Das Staatssekretariat für Wirtschaft (Seco) ist die liberale Trutzburg der Bundesverwaltung. Das Evangelium des freien Marktes ist der Leitfaden dieses Amtes: mit globalisiertem Handel und dem Abbau jeglicher Handelshemmnisse als obersten Zielen. Hier werden die Kosten neuer Regulierungen aus- und mit erhobenem Zeigefinger vorgerechnet. Und allein die Vorstellung eines Landwirtschaftsministers Jans liesse in vielen Ställen des Landes die Milch gerinnen, noch bevor sie gemolken ist.
Das Seco unterstand noch nie einem SP-Magistraten.
Das alles spricht gegen einen raschen Rücktritt Parmelins: Will der rechtsbürgerliche, konservative Waadtländer sein Departement nicht dem linken Städter Jans überlassen, muss er nachsitzen. Denn er kann sich kaum darauf verlassen, dass die bürgerliche Mehrheit im Bundesrat die liberale Festung gegen den sozialdemokratischen Ansturm verteidigt und Jans einen allfälligen Wechselwunsch versagt.
Für diese Zweifel gibt es Gründe. Gegenwärtig befindet sich das Regierungsgremium in einer Wohlfühlphase. Die Lust, diese Harmonie aufs Spiel zu setzen, ist gering. Jans bei einer Einervakanz den Wechsel ins WBF allein aus ideologischen Gründen zu verweigern, wäre aber ein Affront, der die Zusammenarbeit über Monate schwer belasten könnte.
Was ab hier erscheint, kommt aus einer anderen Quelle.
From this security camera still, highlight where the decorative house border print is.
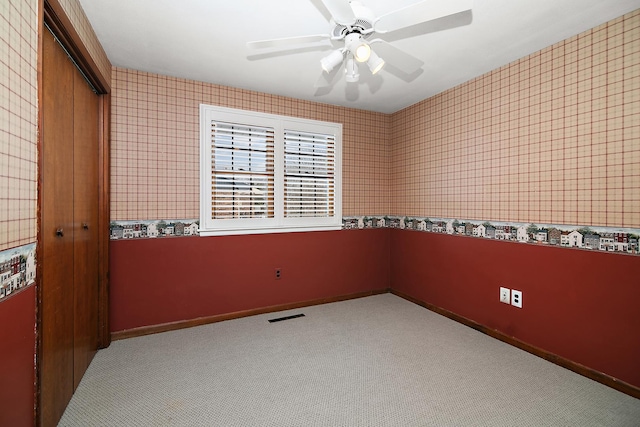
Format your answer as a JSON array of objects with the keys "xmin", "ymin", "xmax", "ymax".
[
  {"xmin": 342, "ymin": 216, "xmax": 640, "ymax": 255},
  {"xmin": 0, "ymin": 243, "xmax": 36, "ymax": 301},
  {"xmin": 109, "ymin": 219, "xmax": 200, "ymax": 240},
  {"xmin": 110, "ymin": 215, "xmax": 640, "ymax": 255}
]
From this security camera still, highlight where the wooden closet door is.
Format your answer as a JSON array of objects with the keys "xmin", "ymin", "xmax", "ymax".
[
  {"xmin": 39, "ymin": 31, "xmax": 99, "ymax": 426},
  {"xmin": 73, "ymin": 70, "xmax": 99, "ymax": 390},
  {"xmin": 40, "ymin": 31, "xmax": 77, "ymax": 425}
]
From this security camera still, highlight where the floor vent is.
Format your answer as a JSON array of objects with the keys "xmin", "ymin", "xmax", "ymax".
[{"xmin": 269, "ymin": 314, "xmax": 304, "ymax": 323}]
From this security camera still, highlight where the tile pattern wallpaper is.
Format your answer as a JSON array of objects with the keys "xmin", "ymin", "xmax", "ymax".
[
  {"xmin": 111, "ymin": 68, "xmax": 391, "ymax": 220},
  {"xmin": 0, "ymin": 0, "xmax": 111, "ymax": 298},
  {"xmin": 391, "ymin": 10, "xmax": 640, "ymax": 227},
  {"xmin": 0, "ymin": 0, "xmax": 38, "ymax": 251}
]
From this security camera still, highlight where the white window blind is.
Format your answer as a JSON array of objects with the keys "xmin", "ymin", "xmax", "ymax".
[
  {"xmin": 284, "ymin": 130, "xmax": 336, "ymax": 218},
  {"xmin": 200, "ymin": 105, "xmax": 342, "ymax": 235},
  {"xmin": 211, "ymin": 121, "xmax": 274, "ymax": 219}
]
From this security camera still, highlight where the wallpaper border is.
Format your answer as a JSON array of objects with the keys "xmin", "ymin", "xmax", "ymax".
[
  {"xmin": 109, "ymin": 219, "xmax": 640, "ymax": 255},
  {"xmin": 0, "ymin": 243, "xmax": 36, "ymax": 302}
]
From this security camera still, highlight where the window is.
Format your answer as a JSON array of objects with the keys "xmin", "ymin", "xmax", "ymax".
[{"xmin": 200, "ymin": 105, "xmax": 342, "ymax": 236}]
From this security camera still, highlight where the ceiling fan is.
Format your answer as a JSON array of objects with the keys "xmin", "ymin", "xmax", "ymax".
[{"xmin": 247, "ymin": 0, "xmax": 473, "ymax": 87}]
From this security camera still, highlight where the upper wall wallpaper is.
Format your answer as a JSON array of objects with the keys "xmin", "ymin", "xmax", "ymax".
[
  {"xmin": 112, "ymin": 11, "xmax": 640, "ymax": 231},
  {"xmin": 391, "ymin": 11, "xmax": 640, "ymax": 227},
  {"xmin": 111, "ymin": 68, "xmax": 391, "ymax": 220},
  {"xmin": 0, "ymin": 0, "xmax": 38, "ymax": 250}
]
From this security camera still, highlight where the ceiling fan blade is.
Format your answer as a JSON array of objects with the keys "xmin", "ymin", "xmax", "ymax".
[
  {"xmin": 370, "ymin": 39, "xmax": 424, "ymax": 74},
  {"xmin": 313, "ymin": 67, "xmax": 344, "ymax": 88},
  {"xmin": 321, "ymin": 0, "xmax": 356, "ymax": 25},
  {"xmin": 247, "ymin": 34, "xmax": 331, "ymax": 49},
  {"xmin": 374, "ymin": 0, "xmax": 473, "ymax": 33}
]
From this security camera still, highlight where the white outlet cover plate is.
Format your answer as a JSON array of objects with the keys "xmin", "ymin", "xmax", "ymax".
[
  {"xmin": 511, "ymin": 289, "xmax": 522, "ymax": 308},
  {"xmin": 500, "ymin": 287, "xmax": 511, "ymax": 304}
]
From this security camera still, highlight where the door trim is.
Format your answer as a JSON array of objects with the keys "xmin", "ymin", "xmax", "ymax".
[{"xmin": 34, "ymin": 0, "xmax": 111, "ymax": 426}]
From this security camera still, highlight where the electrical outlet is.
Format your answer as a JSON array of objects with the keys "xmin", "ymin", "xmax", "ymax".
[
  {"xmin": 511, "ymin": 289, "xmax": 522, "ymax": 308},
  {"xmin": 500, "ymin": 287, "xmax": 511, "ymax": 304}
]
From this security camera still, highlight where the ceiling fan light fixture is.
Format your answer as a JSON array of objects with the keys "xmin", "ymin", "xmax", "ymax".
[
  {"xmin": 367, "ymin": 51, "xmax": 385, "ymax": 74},
  {"xmin": 320, "ymin": 49, "xmax": 344, "ymax": 74},
  {"xmin": 345, "ymin": 33, "xmax": 371, "ymax": 62},
  {"xmin": 344, "ymin": 58, "xmax": 360, "ymax": 83}
]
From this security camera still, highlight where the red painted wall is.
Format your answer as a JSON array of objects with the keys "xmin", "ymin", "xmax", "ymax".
[
  {"xmin": 0, "ymin": 286, "xmax": 36, "ymax": 427},
  {"xmin": 110, "ymin": 229, "xmax": 390, "ymax": 331},
  {"xmin": 390, "ymin": 230, "xmax": 640, "ymax": 387}
]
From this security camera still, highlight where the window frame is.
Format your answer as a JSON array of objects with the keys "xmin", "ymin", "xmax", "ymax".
[{"xmin": 199, "ymin": 104, "xmax": 342, "ymax": 236}]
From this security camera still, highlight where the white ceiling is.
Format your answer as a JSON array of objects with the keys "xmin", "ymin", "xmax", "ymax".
[{"xmin": 80, "ymin": 0, "xmax": 640, "ymax": 113}]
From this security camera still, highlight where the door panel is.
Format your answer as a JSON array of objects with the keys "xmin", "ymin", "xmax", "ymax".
[
  {"xmin": 73, "ymin": 71, "xmax": 99, "ymax": 390},
  {"xmin": 39, "ymin": 31, "xmax": 100, "ymax": 426},
  {"xmin": 40, "ymin": 31, "xmax": 75, "ymax": 424}
]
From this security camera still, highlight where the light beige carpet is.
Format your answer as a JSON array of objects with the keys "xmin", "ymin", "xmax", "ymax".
[{"xmin": 60, "ymin": 294, "xmax": 640, "ymax": 427}]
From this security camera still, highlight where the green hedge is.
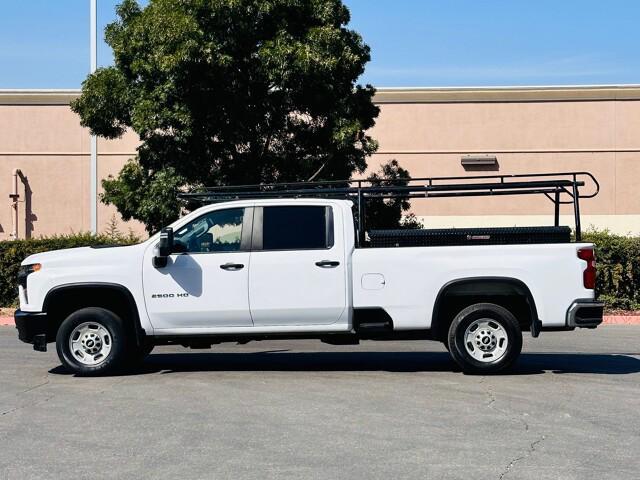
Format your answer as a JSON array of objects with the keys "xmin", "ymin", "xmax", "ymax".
[
  {"xmin": 0, "ymin": 233, "xmax": 140, "ymax": 307},
  {"xmin": 0, "ymin": 231, "xmax": 640, "ymax": 310},
  {"xmin": 583, "ymin": 230, "xmax": 640, "ymax": 310}
]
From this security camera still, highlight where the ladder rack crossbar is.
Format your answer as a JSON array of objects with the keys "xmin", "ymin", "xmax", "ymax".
[{"xmin": 178, "ymin": 172, "xmax": 600, "ymax": 245}]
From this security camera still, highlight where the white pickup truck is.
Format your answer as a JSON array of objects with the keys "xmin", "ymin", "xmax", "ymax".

Vielmehr dürfte auch aus Sicht der FDP die Verlockung gross sein, der SVP das Justizdepartement aufs Auge zu drücken. Sie würde damit noch vor den Wahlen aus der komfortablen Oppositionsrolle in der Migrationspolitik voll in die Verantwortung genommen.
Ausharren, bis sich Cassis hinter seine Memoiren macht
Einen Ausweg hat Parmelin aber, wenn er Jans als Wirtschaftsminister verhindern will: Er muss an der Seite eines Kollegen zurücktreten. Zum Beispiel Ignazio Cassis, Ende 2027. Der FDP-Aussenminister ist der Zweitälteste im Gremium. Jans könnte dann das Aussendepartement übernehmen, das Wirtschaftsdepartement bliebe bürgerlich.
Soweit die hochpolitischen Spekulationen.
Vielleicht ist aber alles viel einfacher: Parmelin bleibt noch lange im Amt, nur damit rund um jede Session weiterhin Wetten auf seinen Rücktritt abgeschlossen werden. Als ein persönlicher Beitrag gegen die Weinkrise seiner Confrères am Genfersee.